Many programming languages support similar escapes for non-printable characters in their syntax for literal strings in source code. Then such escapes are translated by the compiler into their actual characters before the string is passed to the regex engine. If the regex engine does not support the same escapes, this can cause an apparent difference in behavior when a regex is specified as a literal string in source code compared with a regex that is read from a file or received from user input. For example, POSIX regular expressions do not support any of these escapes. But the C programming language does support escapes like \n and \x0A in string literals. So when developing an application in C using the POSIX library, \n is only interpreted as a newline when you add the regex as a string literal to your source code. Then the compiler interprets \n and the regex engine sees an actual newline character. If your code reads the same regex from a file, then the regex engine sees \n. Depending on the implementation, the POSIX library interprets this as a literal n or as an error. The actual POSIX standard states that the behavior of an “ordinary” character preceded by a backslash is “undefined”.

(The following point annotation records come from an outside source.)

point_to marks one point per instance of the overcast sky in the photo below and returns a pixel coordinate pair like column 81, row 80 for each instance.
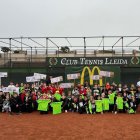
column 69, row 17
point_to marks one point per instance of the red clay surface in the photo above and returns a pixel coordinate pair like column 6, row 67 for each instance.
column 69, row 126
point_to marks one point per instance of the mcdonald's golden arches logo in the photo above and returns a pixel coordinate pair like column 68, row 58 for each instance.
column 91, row 73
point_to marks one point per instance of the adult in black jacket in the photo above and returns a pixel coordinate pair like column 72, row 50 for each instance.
column 2, row 97
column 15, row 103
column 65, row 105
column 28, row 103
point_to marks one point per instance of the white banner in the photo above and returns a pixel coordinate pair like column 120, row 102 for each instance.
column 106, row 74
column 11, row 89
column 66, row 85
column 32, row 79
column 96, row 77
column 56, row 79
column 138, row 83
column 3, row 74
column 73, row 76
column 42, row 76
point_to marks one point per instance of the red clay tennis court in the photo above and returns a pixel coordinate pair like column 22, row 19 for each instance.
column 69, row 126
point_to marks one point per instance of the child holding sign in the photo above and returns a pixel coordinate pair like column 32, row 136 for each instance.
column 119, row 103
column 99, row 105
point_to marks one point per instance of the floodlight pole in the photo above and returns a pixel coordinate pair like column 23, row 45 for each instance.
column 103, row 45
column 46, row 46
column 84, row 47
column 122, row 46
column 21, row 42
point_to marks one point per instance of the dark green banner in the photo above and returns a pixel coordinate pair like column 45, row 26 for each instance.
column 86, row 72
column 92, row 61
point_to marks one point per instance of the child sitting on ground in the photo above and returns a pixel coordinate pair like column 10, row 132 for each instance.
column 6, row 105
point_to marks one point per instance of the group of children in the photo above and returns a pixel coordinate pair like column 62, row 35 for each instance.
column 81, row 99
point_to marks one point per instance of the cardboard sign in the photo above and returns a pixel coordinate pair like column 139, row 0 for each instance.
column 3, row 74
column 106, row 74
column 73, row 76
column 32, row 79
column 138, row 83
column 56, row 79
column 66, row 85
column 42, row 76
column 96, row 77
column 10, row 89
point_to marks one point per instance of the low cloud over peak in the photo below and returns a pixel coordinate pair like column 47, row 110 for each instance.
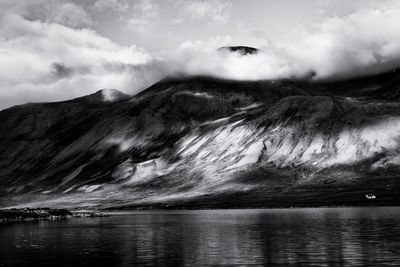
column 52, row 50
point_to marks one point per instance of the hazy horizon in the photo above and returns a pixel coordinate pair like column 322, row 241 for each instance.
column 57, row 50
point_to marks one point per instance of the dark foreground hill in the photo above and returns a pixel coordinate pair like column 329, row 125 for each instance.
column 202, row 142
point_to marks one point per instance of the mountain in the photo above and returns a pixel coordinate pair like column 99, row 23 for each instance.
column 202, row 142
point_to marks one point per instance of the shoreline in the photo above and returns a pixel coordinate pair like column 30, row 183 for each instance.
column 44, row 214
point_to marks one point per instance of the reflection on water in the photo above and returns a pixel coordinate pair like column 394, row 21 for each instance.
column 307, row 237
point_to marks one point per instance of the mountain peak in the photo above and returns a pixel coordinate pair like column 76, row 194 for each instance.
column 243, row 50
column 111, row 95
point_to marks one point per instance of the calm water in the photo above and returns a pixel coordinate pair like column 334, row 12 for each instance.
column 301, row 237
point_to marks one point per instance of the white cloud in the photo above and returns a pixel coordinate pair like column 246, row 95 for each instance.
column 216, row 10
column 48, row 61
column 46, row 57
column 66, row 13
column 143, row 12
column 111, row 5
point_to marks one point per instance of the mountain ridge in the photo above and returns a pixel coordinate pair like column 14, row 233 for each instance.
column 207, row 142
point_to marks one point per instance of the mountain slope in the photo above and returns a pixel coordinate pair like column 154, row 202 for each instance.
column 205, row 142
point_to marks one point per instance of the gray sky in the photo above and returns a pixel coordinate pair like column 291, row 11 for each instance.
column 55, row 50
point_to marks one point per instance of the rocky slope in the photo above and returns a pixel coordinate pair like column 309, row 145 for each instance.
column 205, row 142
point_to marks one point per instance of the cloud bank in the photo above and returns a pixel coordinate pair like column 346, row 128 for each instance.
column 50, row 54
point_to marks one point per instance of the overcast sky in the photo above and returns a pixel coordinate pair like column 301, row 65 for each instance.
column 56, row 50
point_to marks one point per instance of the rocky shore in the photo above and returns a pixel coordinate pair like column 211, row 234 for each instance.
column 37, row 214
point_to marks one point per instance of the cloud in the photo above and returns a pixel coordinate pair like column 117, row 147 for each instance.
column 66, row 13
column 48, row 61
column 143, row 12
column 46, row 57
column 363, row 42
column 218, row 11
column 113, row 5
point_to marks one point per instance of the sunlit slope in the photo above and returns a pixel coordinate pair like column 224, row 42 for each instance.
column 202, row 142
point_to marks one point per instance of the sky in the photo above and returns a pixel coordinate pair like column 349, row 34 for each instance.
column 52, row 50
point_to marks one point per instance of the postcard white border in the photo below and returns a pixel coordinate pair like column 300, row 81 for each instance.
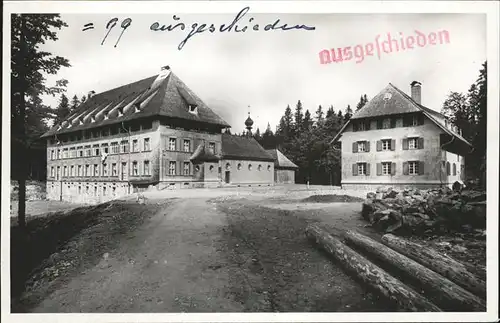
column 490, row 8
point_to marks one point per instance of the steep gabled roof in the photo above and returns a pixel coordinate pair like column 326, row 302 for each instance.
column 237, row 147
column 201, row 154
column 281, row 160
column 161, row 95
column 397, row 102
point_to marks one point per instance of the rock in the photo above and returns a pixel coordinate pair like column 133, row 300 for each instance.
column 391, row 194
column 458, row 248
column 382, row 189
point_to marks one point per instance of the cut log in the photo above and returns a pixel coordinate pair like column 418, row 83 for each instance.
column 443, row 292
column 444, row 265
column 405, row 297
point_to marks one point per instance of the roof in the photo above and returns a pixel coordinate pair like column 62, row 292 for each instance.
column 398, row 102
column 201, row 154
column 160, row 95
column 280, row 160
column 237, row 147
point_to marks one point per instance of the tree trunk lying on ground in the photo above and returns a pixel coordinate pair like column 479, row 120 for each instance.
column 444, row 265
column 443, row 292
column 405, row 297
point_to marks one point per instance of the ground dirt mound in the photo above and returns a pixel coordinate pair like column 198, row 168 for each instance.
column 331, row 198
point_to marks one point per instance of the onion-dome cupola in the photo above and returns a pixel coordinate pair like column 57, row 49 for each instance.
column 249, row 124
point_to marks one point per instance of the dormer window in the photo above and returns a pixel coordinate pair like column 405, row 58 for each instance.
column 193, row 109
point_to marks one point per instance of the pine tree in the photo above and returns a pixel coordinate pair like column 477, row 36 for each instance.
column 29, row 67
column 307, row 122
column 74, row 103
column 299, row 117
column 319, row 115
column 62, row 110
column 348, row 113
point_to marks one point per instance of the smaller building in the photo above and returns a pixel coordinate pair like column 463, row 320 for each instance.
column 284, row 168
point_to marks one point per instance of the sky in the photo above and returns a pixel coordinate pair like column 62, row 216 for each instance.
column 263, row 72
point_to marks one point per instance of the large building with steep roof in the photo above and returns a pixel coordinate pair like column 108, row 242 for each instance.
column 394, row 140
column 155, row 132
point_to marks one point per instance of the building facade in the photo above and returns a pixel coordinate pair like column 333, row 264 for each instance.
column 284, row 168
column 395, row 141
column 154, row 133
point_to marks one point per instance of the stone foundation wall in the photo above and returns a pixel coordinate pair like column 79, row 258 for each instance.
column 374, row 186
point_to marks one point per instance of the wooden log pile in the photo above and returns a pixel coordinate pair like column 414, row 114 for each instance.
column 423, row 210
column 414, row 277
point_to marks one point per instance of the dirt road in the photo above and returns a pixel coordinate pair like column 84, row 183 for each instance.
column 218, row 255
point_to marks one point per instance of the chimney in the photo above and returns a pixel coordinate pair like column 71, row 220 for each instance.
column 416, row 91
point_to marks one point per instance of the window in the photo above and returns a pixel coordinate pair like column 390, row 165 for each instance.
column 413, row 168
column 171, row 144
column 124, row 169
column 386, row 168
column 88, row 151
column 124, row 146
column 171, row 168
column 115, row 149
column 146, row 144
column 386, row 144
column 135, row 169
column 187, row 145
column 211, row 146
column 412, row 143
column 361, row 146
column 105, row 148
column 362, row 169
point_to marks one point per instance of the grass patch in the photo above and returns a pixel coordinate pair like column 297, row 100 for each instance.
column 56, row 247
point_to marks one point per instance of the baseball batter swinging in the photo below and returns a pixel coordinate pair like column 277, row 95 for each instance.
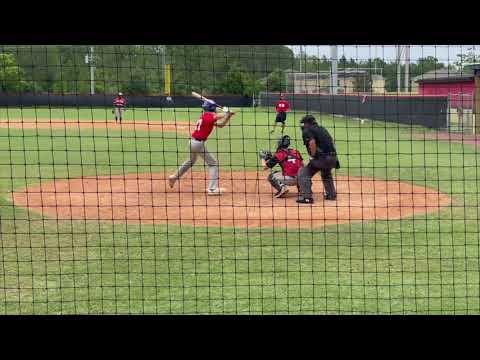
column 198, row 147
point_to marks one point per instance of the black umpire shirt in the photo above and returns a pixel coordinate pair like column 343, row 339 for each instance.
column 322, row 138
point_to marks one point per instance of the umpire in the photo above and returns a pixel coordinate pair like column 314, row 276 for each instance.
column 323, row 158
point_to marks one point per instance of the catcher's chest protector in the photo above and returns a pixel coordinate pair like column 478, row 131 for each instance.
column 291, row 161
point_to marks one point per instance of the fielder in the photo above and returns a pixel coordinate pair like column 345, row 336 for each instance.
column 281, row 108
column 119, row 104
column 290, row 160
column 198, row 147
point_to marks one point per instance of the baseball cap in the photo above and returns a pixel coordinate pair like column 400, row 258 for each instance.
column 308, row 119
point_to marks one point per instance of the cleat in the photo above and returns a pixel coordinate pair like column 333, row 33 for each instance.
column 215, row 192
column 329, row 197
column 283, row 191
column 171, row 180
column 305, row 201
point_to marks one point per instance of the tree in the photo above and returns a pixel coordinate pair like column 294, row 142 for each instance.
column 12, row 77
column 275, row 81
column 463, row 59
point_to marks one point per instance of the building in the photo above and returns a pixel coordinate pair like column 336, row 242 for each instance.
column 349, row 81
column 458, row 85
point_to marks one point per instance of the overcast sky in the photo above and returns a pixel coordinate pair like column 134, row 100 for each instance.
column 444, row 53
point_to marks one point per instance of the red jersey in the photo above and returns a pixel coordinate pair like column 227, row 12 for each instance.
column 204, row 126
column 282, row 106
column 290, row 160
column 119, row 101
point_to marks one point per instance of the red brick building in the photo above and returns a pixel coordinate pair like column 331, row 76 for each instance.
column 459, row 86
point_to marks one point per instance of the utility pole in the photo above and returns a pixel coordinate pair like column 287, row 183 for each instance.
column 407, row 68
column 334, row 69
column 399, row 67
column 300, row 58
column 92, row 72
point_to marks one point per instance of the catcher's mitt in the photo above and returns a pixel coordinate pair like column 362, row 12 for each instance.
column 265, row 154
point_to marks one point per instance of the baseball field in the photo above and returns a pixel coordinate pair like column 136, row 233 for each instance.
column 88, row 224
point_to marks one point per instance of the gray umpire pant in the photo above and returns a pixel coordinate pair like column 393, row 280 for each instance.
column 278, row 180
column 324, row 164
column 198, row 148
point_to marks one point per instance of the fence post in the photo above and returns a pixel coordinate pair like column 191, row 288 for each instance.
column 476, row 99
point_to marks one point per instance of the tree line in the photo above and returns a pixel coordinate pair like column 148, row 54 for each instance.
column 135, row 69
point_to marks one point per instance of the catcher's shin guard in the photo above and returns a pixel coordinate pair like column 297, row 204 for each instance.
column 305, row 183
column 329, row 186
column 277, row 185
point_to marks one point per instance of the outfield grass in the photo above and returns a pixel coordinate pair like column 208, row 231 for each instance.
column 427, row 264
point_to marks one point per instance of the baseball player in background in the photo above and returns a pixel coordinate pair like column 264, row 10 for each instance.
column 290, row 160
column 281, row 107
column 197, row 145
column 119, row 104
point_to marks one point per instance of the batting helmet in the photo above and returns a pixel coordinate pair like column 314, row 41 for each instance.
column 308, row 119
column 209, row 106
column 283, row 142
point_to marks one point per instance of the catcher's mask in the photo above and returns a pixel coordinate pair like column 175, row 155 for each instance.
column 283, row 142
column 309, row 120
column 209, row 106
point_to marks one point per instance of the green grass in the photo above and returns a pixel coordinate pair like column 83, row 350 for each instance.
column 424, row 265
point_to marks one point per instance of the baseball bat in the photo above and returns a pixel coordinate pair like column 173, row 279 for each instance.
column 203, row 98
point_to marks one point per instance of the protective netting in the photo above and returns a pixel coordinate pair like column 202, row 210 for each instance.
column 121, row 192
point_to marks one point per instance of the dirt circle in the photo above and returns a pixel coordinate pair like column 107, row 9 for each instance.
column 458, row 138
column 142, row 125
column 247, row 201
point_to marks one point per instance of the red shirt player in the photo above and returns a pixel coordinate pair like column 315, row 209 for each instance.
column 290, row 160
column 119, row 104
column 281, row 107
column 204, row 127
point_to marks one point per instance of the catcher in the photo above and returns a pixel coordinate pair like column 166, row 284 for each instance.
column 119, row 104
column 290, row 160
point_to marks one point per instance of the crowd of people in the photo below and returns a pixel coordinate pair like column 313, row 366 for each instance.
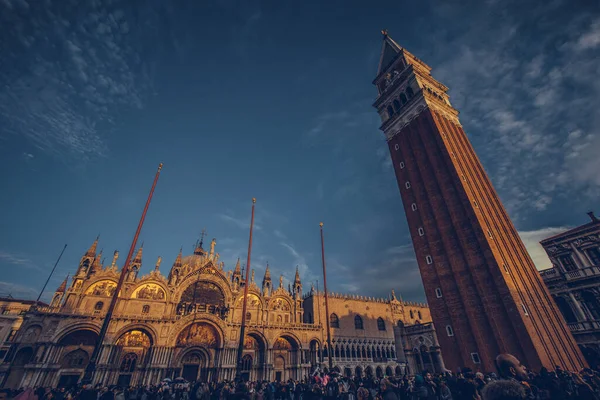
column 514, row 382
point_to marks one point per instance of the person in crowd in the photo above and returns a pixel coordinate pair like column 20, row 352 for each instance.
column 504, row 390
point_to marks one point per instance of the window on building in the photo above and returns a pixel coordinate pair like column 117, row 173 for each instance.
column 567, row 262
column 334, row 321
column 358, row 322
column 594, row 255
column 11, row 335
column 390, row 111
column 247, row 362
column 128, row 362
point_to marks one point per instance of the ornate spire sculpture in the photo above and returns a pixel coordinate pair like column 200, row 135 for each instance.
column 267, row 284
column 135, row 265
column 59, row 294
column 92, row 250
column 115, row 258
column 297, row 284
column 212, row 247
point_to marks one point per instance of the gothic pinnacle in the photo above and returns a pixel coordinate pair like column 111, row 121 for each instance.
column 92, row 250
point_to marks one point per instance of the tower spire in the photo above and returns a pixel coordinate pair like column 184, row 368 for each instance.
column 199, row 250
column 63, row 286
column 138, row 256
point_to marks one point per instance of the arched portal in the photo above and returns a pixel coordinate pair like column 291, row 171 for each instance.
column 255, row 356
column 287, row 348
column 17, row 369
column 75, row 348
column 314, row 352
column 199, row 334
column 194, row 366
column 201, row 296
column 131, row 353
column 358, row 372
column 591, row 303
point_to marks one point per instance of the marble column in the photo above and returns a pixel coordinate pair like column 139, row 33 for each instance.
column 577, row 306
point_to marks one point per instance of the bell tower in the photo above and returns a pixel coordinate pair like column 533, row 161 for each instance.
column 485, row 294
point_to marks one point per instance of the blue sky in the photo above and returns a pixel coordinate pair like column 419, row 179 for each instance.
column 272, row 100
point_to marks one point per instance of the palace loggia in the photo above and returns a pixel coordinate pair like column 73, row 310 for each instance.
column 188, row 324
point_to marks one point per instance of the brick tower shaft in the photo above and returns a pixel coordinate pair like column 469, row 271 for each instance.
column 485, row 294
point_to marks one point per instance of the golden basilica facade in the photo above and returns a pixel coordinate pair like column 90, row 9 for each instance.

A similar issue exists in Python 3.2 and prior with the Unicode escape \uFFFF. Python has supported this syntax as part of (Unicode) string literals ever since Unicode support was added to Python. But Python’s re module only supports \uFFFF starting with Python 3.3. In Python 3.2 and earlier, \uFFFF works when you add your regex as a literal (Unicode) string to your Python code. But when your Python 3.2 script reads the regex from a file or user input, \uFFFF matches uFFFF literally as the regex engine sees \u as an escaped literal u.